Fig. S3. Growth kinetics of TRIM29^{‐/‐/‐/+} #N46. The growth kinetic of TRIM29^{‐/‐/‐/+} #N46 compared with WT, TRIM29^‐/‐/+/+ and TRIM29^{‐/‐/‐/+} #N35. Data are the mean ± S.D. of three independent experiments (^**** P ≤ 0.0001, relative cell numbers of WT cells versus TRIM29 ^{‐/‐/‐/+} #N35 cells, Student’s t‐test).

Fig. S4. Clonogenic survival assays after etoposide treatments. Clonogenic survival assays of WT, TRIM29 ^{‐/‐/‐/+} #N35, TRIM29 ^{‐/‐/‐/+} #N46 and Ku70 ^‐/‐ cells against etoposide treatments. Data are the mean ± S.D. of three independent experiments (^*** P ≤ 0.001, Student’s t‐test).

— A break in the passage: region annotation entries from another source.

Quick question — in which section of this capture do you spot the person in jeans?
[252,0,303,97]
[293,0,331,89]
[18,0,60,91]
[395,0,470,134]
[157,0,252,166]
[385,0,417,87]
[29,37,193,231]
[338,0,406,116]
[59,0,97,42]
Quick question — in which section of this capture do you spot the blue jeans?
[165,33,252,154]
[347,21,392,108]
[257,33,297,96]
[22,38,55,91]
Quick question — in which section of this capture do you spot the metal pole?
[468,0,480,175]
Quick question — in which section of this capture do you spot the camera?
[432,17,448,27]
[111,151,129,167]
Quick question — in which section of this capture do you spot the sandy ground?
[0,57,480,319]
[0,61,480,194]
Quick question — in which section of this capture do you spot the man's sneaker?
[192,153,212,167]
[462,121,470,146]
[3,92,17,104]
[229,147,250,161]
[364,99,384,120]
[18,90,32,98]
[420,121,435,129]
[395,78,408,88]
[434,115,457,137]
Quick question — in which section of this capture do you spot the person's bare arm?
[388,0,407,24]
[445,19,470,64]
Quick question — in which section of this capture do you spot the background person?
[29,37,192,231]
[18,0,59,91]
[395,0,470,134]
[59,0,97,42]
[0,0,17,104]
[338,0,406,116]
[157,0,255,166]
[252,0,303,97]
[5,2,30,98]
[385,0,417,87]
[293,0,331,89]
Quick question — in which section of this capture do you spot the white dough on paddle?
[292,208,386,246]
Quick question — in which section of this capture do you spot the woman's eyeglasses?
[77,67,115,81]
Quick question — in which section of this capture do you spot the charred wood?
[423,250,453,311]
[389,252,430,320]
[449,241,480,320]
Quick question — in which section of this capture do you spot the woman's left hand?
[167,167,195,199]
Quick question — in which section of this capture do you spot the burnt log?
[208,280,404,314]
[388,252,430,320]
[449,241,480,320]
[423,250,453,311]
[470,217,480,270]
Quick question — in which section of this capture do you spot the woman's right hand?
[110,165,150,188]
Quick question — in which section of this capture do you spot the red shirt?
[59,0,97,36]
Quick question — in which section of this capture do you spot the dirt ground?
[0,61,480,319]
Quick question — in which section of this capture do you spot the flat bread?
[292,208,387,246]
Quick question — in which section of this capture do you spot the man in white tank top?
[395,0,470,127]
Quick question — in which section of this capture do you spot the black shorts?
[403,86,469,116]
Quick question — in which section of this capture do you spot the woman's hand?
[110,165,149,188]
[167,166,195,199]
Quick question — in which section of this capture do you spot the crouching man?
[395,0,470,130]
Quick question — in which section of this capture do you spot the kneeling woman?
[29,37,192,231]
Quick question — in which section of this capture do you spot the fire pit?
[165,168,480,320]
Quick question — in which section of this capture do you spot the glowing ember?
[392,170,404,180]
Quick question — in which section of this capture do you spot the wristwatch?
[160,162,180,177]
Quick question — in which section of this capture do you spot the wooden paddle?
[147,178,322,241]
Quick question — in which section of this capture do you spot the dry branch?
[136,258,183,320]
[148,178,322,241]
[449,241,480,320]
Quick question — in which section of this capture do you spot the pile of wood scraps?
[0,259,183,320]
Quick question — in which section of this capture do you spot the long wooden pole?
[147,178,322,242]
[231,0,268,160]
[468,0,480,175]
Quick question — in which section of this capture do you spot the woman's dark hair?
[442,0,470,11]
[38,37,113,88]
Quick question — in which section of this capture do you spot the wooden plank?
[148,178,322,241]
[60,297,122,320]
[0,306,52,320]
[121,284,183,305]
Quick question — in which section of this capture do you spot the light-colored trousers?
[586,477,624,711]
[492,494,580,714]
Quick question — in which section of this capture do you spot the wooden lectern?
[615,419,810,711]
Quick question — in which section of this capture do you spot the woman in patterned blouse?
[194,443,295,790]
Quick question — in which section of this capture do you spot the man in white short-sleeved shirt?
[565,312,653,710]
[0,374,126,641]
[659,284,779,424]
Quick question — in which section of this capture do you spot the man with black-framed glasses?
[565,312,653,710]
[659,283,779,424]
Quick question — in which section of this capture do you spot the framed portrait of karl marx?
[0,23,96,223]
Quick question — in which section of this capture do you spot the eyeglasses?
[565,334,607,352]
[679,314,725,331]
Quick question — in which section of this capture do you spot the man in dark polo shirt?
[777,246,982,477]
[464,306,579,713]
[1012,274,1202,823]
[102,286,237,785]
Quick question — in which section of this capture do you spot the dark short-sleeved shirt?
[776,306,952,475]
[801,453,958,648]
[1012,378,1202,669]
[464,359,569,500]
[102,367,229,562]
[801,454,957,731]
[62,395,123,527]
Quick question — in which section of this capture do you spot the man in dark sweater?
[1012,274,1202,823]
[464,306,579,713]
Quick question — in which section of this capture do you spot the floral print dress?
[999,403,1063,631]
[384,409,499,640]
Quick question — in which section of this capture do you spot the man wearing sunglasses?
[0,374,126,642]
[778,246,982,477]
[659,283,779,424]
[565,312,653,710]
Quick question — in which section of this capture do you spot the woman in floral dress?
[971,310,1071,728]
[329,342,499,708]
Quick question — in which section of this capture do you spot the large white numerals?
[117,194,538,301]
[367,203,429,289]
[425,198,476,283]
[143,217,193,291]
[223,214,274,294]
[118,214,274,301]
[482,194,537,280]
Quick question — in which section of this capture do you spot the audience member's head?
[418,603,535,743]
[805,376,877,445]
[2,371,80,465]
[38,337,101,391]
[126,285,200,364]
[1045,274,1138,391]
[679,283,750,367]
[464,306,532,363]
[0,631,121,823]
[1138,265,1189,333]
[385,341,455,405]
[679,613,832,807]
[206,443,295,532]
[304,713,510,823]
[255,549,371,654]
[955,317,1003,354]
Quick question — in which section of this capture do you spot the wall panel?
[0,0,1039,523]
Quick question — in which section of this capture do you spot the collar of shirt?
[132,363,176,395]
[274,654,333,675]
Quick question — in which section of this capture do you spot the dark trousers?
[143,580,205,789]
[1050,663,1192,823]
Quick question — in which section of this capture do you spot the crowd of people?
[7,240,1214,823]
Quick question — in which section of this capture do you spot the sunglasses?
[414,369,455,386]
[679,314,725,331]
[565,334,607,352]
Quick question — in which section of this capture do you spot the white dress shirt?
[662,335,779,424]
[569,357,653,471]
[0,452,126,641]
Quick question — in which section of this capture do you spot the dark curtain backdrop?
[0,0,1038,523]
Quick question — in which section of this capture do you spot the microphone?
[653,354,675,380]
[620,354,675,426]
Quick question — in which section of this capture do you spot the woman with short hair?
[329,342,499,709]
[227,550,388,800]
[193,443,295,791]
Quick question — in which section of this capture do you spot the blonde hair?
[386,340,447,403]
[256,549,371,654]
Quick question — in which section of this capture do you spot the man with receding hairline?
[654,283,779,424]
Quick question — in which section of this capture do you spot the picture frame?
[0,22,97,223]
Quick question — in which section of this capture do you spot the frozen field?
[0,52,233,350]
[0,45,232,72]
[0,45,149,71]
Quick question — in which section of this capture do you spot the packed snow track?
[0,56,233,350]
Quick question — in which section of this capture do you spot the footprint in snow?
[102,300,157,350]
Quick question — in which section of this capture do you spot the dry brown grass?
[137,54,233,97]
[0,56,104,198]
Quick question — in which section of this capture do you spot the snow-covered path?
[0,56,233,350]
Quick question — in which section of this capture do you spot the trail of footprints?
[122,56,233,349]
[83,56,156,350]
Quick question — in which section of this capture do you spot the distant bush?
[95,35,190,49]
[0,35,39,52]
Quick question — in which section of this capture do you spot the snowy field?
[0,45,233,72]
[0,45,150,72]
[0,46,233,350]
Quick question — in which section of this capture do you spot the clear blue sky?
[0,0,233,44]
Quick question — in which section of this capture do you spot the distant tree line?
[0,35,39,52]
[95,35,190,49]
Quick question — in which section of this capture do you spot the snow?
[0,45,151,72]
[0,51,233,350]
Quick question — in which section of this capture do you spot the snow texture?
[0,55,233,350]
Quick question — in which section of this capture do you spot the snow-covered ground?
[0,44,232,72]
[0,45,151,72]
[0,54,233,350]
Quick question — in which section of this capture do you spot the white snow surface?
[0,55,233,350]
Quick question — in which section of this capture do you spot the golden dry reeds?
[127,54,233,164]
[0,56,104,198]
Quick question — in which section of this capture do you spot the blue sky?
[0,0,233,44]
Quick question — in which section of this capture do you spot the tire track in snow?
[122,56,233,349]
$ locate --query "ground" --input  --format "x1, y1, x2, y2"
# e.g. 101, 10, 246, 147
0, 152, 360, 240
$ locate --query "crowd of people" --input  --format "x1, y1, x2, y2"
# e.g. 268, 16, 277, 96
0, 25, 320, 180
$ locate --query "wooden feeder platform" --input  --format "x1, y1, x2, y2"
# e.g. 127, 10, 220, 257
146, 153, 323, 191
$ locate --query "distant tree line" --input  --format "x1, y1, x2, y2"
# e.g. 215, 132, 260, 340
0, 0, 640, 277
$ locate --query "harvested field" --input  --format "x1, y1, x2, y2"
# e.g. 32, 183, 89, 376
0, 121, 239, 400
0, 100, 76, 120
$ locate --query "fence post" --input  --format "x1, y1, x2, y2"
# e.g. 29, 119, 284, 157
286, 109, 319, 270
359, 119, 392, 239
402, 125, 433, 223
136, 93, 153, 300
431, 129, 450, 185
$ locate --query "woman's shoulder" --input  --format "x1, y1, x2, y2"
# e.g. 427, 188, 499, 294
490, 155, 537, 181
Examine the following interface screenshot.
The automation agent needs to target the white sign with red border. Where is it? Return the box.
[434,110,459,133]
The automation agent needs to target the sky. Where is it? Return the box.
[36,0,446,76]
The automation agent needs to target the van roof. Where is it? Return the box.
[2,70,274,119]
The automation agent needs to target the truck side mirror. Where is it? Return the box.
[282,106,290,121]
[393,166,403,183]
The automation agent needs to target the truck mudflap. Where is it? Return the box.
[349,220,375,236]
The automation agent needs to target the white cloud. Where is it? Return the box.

Fig. S5. Foci formation of 53BP1 in response to etoposide. 53BP1 foci formation of WT, TRIM29 ^{‐/‐/‐/+} #N35, TRIM29 ^{‐/‐/‐/+} #N46 and Ku70 ^‐/‐ cells induced by 1 µM etoposide was investigated at the indicated time points, shown by representative images (A) and quantification of 53BP1‐positive cells, which contain more than four 53BP1 foci (B), and a number of the 53BP1 foci per nucleus (C). Median values are indicated in red. Data are the mean ± S.D. of three independent experiments (^* P ≤ 0.05; ^** P ≤ 0.01; ^*** P ≤ 0.001, Student’s t‐test). A scale bar, 10 µm.

Table S1. Quantification of the TRIM29 copy number in 2 clones of TRIM29 ^{‐/‐/‐/+} by ddPCR.

Table S2. Doubling time of WT and mutants.

DATA ACCESSIBILITY

Raw data are available from the corresponding author upon reasonable request.